The IFAT used in the study detected antibodies against Sarcocystis sp. and S. neurona DNA was detected by PCR in one placenta. This doesn’t surprise us. In one of our early challenge laboratory studies one of the mares came to us just after breeding. On post-mortem exam this challenged mare was infected with S. neurona and we detected the protozoa by histopathology in the lung of her fetus. Our detecting antibody was specific for S. neurona, we used the same monoclonal antibody that was developed during my thesis work at the University of Florida.
The novel histopath finding was interesting enough for us to conduct some vertical transmission studies in mice. Our results were interesting. If a mouse was already pregnant, the developing fetus was resistant to infection. However, if the mouse was challenged at the time of breeding, there was vertical transmission and the breeding resulted in non-viable embryos. After several experiments we concluded that the period prior to the fetus developing immunocompetence was a risk factor for vertical transmission in mice. The mouse embryo develops immunity at about 10 days. Mice that were already at least 10 days of gestation didn’t transmit the protozoa to the fetus or the fetus didn’t support infection. Viable pups were born.
A horse fetus develops immunocompetence at about 45 days gestation. Because S. neurona circulates in leukocytes, there is opportunity for parasites to contact the fetal circulation from the mothers blood. Extrapolating from our mouse studies, if the window of exposure is prior to 45 days, infection of the fetus is possible. However, if the exposure is after 45-50 days of gestation, we suspect an infection is unlikely to occur.
This work needs to be repeated in horses at various stages of gestation. A laboratory experiment would be very expensive and is unlikely to be conducted. Extrapolation from existing cases, if anyone recognized them, may be illuminating, but the hypothesis would be difficult to prove. Other factors that are not controlled in a non-laboratory study need to be considered. In this type of study considerations are environmental exposure, species of the Sarcocystis in the environment, immune status of the mare at conception, and stage of gestation when clinical signs present.

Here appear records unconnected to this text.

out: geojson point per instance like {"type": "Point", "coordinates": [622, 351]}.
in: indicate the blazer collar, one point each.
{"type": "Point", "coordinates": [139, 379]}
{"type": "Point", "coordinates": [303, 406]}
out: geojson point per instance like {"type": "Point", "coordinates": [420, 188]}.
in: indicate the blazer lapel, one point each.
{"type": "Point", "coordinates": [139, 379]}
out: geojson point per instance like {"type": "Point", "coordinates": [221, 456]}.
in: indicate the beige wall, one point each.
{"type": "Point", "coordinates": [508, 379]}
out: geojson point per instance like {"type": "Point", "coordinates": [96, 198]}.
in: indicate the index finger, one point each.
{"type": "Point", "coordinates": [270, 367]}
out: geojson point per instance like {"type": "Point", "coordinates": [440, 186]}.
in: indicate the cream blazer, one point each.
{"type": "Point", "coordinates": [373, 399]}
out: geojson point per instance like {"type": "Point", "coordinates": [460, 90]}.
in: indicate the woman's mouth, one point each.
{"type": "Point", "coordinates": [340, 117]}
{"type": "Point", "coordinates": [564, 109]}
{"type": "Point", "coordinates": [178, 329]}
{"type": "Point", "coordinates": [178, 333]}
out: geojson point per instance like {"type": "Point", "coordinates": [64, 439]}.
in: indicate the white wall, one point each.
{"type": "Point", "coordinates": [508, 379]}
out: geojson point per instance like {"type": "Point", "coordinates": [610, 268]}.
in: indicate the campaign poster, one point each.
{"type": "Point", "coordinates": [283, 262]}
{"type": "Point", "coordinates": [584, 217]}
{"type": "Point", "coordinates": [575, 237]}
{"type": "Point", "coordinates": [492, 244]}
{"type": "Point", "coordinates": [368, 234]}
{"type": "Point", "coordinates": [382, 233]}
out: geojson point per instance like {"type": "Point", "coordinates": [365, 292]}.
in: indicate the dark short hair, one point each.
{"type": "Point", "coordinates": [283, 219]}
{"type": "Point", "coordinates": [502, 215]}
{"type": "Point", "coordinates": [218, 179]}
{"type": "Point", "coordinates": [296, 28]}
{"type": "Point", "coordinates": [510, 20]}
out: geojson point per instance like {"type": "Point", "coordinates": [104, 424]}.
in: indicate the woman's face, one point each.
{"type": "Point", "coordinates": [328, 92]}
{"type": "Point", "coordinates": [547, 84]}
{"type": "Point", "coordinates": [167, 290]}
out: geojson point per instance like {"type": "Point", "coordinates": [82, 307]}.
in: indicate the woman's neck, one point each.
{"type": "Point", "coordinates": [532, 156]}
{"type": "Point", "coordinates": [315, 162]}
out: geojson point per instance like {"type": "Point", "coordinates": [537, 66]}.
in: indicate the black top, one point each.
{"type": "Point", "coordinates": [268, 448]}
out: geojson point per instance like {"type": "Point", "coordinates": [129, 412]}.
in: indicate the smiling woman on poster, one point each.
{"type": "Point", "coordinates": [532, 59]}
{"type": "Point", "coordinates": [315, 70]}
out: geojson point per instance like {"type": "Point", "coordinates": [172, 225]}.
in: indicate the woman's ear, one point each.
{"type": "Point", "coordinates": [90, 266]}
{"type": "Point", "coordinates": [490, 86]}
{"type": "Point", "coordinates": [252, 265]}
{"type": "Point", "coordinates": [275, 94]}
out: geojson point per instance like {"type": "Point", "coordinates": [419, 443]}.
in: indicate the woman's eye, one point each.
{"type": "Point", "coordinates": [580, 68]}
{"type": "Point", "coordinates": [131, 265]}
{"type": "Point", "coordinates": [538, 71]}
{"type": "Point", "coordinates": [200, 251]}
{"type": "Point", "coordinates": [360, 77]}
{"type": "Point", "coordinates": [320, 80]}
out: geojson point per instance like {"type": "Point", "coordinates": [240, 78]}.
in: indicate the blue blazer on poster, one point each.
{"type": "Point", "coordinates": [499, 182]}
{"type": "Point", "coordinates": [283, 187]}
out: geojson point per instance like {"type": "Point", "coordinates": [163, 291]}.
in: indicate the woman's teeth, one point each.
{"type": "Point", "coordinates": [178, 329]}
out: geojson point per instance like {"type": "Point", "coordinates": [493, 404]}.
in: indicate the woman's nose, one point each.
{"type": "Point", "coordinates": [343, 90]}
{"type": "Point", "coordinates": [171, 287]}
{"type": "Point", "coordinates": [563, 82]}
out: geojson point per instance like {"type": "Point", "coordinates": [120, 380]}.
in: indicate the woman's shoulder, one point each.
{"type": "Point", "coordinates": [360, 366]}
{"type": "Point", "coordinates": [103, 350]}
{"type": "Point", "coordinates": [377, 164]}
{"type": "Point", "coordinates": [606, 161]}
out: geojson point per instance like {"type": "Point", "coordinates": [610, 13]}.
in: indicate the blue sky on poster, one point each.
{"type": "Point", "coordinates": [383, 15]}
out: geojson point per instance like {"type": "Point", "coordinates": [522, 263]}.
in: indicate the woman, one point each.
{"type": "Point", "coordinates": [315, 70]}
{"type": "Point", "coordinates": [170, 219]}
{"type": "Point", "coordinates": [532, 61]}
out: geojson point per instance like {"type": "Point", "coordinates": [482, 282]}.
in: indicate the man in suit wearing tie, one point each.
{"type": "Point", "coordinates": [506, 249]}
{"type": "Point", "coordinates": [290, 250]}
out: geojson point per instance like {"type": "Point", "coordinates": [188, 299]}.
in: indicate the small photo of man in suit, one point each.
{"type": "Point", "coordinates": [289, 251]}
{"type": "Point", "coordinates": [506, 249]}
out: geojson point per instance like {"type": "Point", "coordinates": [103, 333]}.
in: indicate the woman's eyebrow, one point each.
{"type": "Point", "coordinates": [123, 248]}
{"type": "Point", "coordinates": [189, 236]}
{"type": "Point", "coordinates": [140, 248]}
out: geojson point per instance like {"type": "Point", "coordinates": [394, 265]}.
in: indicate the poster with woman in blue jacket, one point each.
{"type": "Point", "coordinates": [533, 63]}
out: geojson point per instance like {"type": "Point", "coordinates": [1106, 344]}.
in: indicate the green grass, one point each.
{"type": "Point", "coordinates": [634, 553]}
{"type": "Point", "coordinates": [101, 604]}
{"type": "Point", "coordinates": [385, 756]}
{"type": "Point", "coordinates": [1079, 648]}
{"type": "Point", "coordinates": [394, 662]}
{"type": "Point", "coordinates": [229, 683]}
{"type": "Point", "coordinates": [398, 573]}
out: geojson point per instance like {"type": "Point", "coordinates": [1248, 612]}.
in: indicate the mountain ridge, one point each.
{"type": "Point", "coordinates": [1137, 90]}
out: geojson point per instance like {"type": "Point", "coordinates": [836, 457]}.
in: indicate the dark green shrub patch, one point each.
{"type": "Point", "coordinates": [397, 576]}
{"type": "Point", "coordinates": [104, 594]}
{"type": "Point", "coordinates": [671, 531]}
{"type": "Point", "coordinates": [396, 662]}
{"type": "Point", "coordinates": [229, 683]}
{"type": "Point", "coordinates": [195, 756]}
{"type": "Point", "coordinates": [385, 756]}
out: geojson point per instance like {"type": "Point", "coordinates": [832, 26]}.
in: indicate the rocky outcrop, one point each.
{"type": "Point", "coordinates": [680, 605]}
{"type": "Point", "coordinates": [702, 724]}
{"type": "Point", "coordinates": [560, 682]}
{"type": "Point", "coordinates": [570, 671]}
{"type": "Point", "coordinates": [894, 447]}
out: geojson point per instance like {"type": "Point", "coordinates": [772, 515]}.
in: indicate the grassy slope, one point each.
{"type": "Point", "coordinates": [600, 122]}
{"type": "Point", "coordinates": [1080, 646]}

The mare that entered our study was bred just days prior to entry and the fetus was not detected by palpation. The history was incomplete, and she qualified for the study. She was challenged with a SAG1 strain of S. neurona isolated from a horse with EPM, using our Trojan Horse model. She was challenged within the window of possible fetal infection, prior to 45 days. The challenge resulted in clinical signs in the mare and the fetal tissues harbored detectable protozoa in the lung tissue. No organisms were found in the fetal brain tissues so the fetus didn’t have EPM, it had sarcocystosis.
Some concluding remarks
Your veterinarian can call us to consult if your pregnant mare shows signs of EPM. We want to know if she lives in a positive environment and the serotypes of the S. neurona that are in the environment. If you test 10% of the herd on the farm for serotype specific antibodies the information will give us a good idea of the serotypes present. You already guessed the next question: What day of gestation is she? What are the other considerations on the veterinarians differential diagnosis? Is the horse vaccinated, particularly for EHV-1? And so important, are there any “EPM prevention drugs” being given, in other words are anti-protozoals on the farm. And, has she been treated for EPM in the past?